Empecé a dibujar antes de saber leer y nunca paré. Lo que era llenar cuadernos en clase fue haciéndose serio con los años: ilustración, tinta, blackwork, y al final la piel, que es el soporte que más respeto y más me obliga.
Me formé en Bogotá y arranqué a tatuar aprendiendo en estudio, no viendo tutoriales. Aprendí lo importante de la vieja escuela higiene, paciencia, saber decir que no cuando el diseño no está listo y sumé lo que hoy le pido a un buen trabajo: línea limpia, negros parejos, un dibujo que envejezca bien y que tenga sentido en el cuerpo donde va.
"No tatúo lo que ya se hizo mil veces. Dibujo una pieza para ti, la tatuamos una vez, y queda."
En FAZADO trabajo con cita, una persona por día. Prefiero hacer menos piezas y hacerlas bien, con tiempo para pensar el boceto contigo, ajustarlo antes de tatuar y acompañarte la curación. Si viajas desde afuera de Bogotá, avísame con tiempo y coordinamos.
En FAZADO no trabajo con flash repetido. Me cuentas la idea, miramos la zona del cuerpo y dibujo algo que solo tenga sentido ahí. Los diseños que van saliendo se suman a un catálogo de flash que crece con cada cliente, cada pieza empezó siendo la idea de alguien.
Reservo una única cita por jornada. Eso quiere decir que nadie espera fuera, que podemos parar cuando el cuerpo lo pida y que la última línea sale tan limpia como la primera.
El local es privado y se trabaja siempre con material desechable de un solo uso, superficies protegidas y esterilización recomendada.
Después de la sesión te vas con la pauta de curación por escrito y seguimiento por mensaje.
La curación es la mitad del trabajo. Un tatuaje bien tatuado se puede arruinar en casa en cuarenta y ocho horas si no lo cuidas, y uno cuidado se ve nuevo diez años después. Estas pautas son las mismas que te entrego por escrito el día de la sesión.
Sales del estudio con film o apósito. Déjalo puesto el tiempo que te indique.
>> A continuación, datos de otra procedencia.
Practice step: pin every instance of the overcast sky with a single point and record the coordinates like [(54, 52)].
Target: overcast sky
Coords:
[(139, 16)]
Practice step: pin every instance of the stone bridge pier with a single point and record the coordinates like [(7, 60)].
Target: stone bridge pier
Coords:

Al quitarlo, lava con agua tibia y jabón neutro, seca con toalla de papel — sin frotar — y deja al aire.
Lava dos o tres veces al día con jabón neutro. Aplica una capa muy fina de crema cicatrizante (Bepanthol, Hustle Butter o la que te indique). Poca cantidad: la piel tiene que respirar, no ahogarse.
Empieza a descamarse y pica. Es normal. No rasques ni arranques la costra: se lleva la tinta con ella. Sigue hidratando con crema neutra sin perfume dos o tres veces al día.
La superficie ya está cerrada, pero las capas profundas siguen curando hasta el mes y medio. Sigue hidratando y protegiendo del sol.